Mentre in parlamento si continua a discutere per apportare piccole modifiche all’Ape social, le pensioni sono già il tema più caldo della campagna elettorale. E se il governo dopo mesi di trattative con i sindacati ha stanziato se va bene qualche centinaio di milioni per scontare 5 mesi di età pensionabile a 10mila persone, il M5s promette di risparmiare miliardi per abolire tutta la riforma Fornero.

La bomba l’ha sganciata Luigi Di Maio venerdì mattina a Radio Anch’io: «Si possono risparmiare 12 miliardi tagliando le pensioni d’oro e cancellare la Fornero». Il Pd ha impiegato una giornata buona per reagire. E ieri mattina Matteo Renzi ha contrattaccato, calcolatrice alla mano. Per risparmiare 12 miliardi servirebbe un contributo di solidarietà sulle pensioni fino a 2.300 euro al mese, un tetto troppo basso: «Ci rendiamo conto? Qualcuno può legittimamente dire che duemila euro di pensione sono una pensione d’oro? A noi sembra folle», scrive su facebook il segretario Pd. La controrisposta del M5s è stato specificare che il risparmio era su base triennale e non in un solo anno, riducendo così l’entità del taglio alle pensioni sopra i 5mila euro. Accusando il Pd di voler distogliere l’attenzione dall’affaire Boschi: «Per noi le pensioni d’oro sono quelle che vanno da 5mila euro in su. Al Pd invece non interessa nulla di tagliare le pensioni d’oro, ma solo di utilizzare questo argomento per coprire lo scandalo sulle banche che coinvolge Maria Elena Boschi», ha detto Di Maio visitando una azienda del Padovano.

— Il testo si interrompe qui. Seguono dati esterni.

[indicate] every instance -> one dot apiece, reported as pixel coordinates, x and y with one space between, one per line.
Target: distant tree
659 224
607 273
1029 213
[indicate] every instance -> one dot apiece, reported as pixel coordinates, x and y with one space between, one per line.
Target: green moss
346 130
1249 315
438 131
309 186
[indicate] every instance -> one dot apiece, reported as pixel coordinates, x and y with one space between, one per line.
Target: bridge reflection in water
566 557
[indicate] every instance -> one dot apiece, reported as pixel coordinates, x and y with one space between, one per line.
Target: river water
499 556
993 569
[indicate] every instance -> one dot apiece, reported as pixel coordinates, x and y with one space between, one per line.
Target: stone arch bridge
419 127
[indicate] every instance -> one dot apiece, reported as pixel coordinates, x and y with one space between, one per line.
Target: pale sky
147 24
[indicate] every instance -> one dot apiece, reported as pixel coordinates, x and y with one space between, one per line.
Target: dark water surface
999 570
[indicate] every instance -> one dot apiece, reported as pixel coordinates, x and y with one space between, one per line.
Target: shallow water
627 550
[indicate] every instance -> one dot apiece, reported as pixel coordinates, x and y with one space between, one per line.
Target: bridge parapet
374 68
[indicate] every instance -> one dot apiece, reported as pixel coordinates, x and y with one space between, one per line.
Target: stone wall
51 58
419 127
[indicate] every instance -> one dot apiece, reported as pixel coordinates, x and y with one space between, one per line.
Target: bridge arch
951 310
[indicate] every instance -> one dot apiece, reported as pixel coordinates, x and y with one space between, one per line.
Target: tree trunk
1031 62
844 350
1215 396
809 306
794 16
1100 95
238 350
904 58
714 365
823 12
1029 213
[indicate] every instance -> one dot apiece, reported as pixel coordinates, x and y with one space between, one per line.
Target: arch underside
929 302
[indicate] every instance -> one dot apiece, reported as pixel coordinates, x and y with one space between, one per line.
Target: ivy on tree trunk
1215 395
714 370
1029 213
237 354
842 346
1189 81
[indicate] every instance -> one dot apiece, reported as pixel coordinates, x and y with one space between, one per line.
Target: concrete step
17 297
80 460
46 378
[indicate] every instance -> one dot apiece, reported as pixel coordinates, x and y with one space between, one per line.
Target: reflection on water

La querelle contabile però mette in secondo piano un tema politico cruciale. Pd e centristi a parte, tutte le altre forze politiche – da sinistra a destra – propongono di “abolire” la riforma Fornero. Una posizione che il Pd definisce “demagogica” – allo stesso modo della promessa di Berlusconi di aumentare le pensioni minime a mille euro al mese – ma che lo mette oggettivamente in difficoltà visto che solo un mese fa il ministro Pier Carlo Padoan ha confermato il principio dell’adeguamento dell’età pensionabile all’aspettativa di vita, un meccanismo cardine della Fornero che fatalmente in prospettiva manderà i lavoratori in pensione oltre i 70 anni.

La riforma Fornero è il caposaldo dell’austerity: con il decreto SalvaItalia imposto dalla famosa lettera della Bce del 2011 i risparmi sul bilancio pensionistico dello Stato – circa 80 miliardi in soli 10 anni – sono già stati messi a riduzione del debito pubblico. E quindi per i dettami dell’Europa sono intoccabili. E allora per rimediare ai danni sociali di quella riforma – l’innalzamento immediato di 6-7 anni dell’età pensionabile con il dramma delle centinaia di migliaia di esodati – sono stati spesi almeno 11 miliardi con provvedimenti spot, come le otto Salvaguardie.

La fine – da tutti auspicata, perfino da Renzi – dell’austerity potrebbe però rimettere in discussione questo dogma. Aprendo la strada a tornare a fare della previdenza pubblica un sistema redistributivo invece che il bancomat a cui si è attinto negli anni della crisi.

L’aspetto su cui molti partiti spingono è quello dell’equità generazionale ma al momento l’unica certezza è che i pensionati hanno visto ridurre i propri assegni e i lavoratori – anziani e giovani – vedono il traguardo della pensione come una chimera. Mentre la proposta di una pensione di garanzia attorno ai mille euro per i giovani che hanno carriere lavorative precarie e contributive discontinue non è stata nemmeno inserita in legge di bilancio dal Pd, nonostante non costi niente visto che prevedrebbe contributi aggiuntivi pagati dallo Stato solo quando i precari cominceranno ad andare in pensione e quindi dopo il 2040.